Keluhan Guru Swasta Lari Ke Negeri, Kemendikbudristek Cari SolusiKeluhan Guru Swasta Lari Ke Negeri, Kemendikbudristek Cari Solusi
JAKARTA (Waspada): Kementerian Pendidikan Kebudayaan Riset dan Teknologi (Kemendikbudristek) tengah mengupayakan solusi bagi persoalan guru swasta yang banyak berpindah ke sekolah negeri. Seperti diketahui, ada sedikitnya 40 ribu guru sekolah swasta yang berhasil lulus seleksi Pegawai Pemerintah dengan Perjanjian Kerja (PPPK) 2021. Dari jumlah itu, banyak yang akhirnya berpindah mengajar di sekolah negeri mengikuti aturan yang ada. Alhasil, banyak pengelola sekolah swasta yang mengeluhkan fenomena ini.
Sekretaris Direktorat Jenderal Guru dan Tenaga Kependidikan (GTK) Kemdikbudristek, Nunuk Suryani mengakui, permasalahan itu masih menjadi pekerjaan rumah bagi pemerintah. Hal itu sekaligus menjadi evaluasi bagi seleksi PPPK tahap ketiga yang rencananya digelar kembali tahun ini.

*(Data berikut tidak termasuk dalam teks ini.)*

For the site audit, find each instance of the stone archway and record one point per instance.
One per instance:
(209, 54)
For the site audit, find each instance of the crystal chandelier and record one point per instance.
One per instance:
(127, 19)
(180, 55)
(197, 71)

Saat ini Kemdikbudristek telah menggelar pertemuan dengan Badan Musyawarah Perguruan Swasta (BMPS) dan mendengar banyak masukan. Diantaranya, menyertakan izin atau rekomendasi dari ketua yayasan bagi guru sekolah swasta, sebelum mendaftar seleksi PPPK.
Disamping itu, terlontar juga keinginan BMPS melakukan judicial review terkait UU ASN. Karena guru yang lulus PPPK adalah ASN yang memang harus mengikuti ketentuan mengajar di lembaga pemerintahan yakni sekolah negeri, sesuai UU. Di sisi lain, yang diajarpun sama-sama anak bangsa, baik sekolah di negeri maupun swasta.
Terkait seleksi PPPK 2022, Nunuk menyebut quota yang ada mencapai 758 ribu. Harapannya, semua guru honor terakomodir dalam jumlah itu.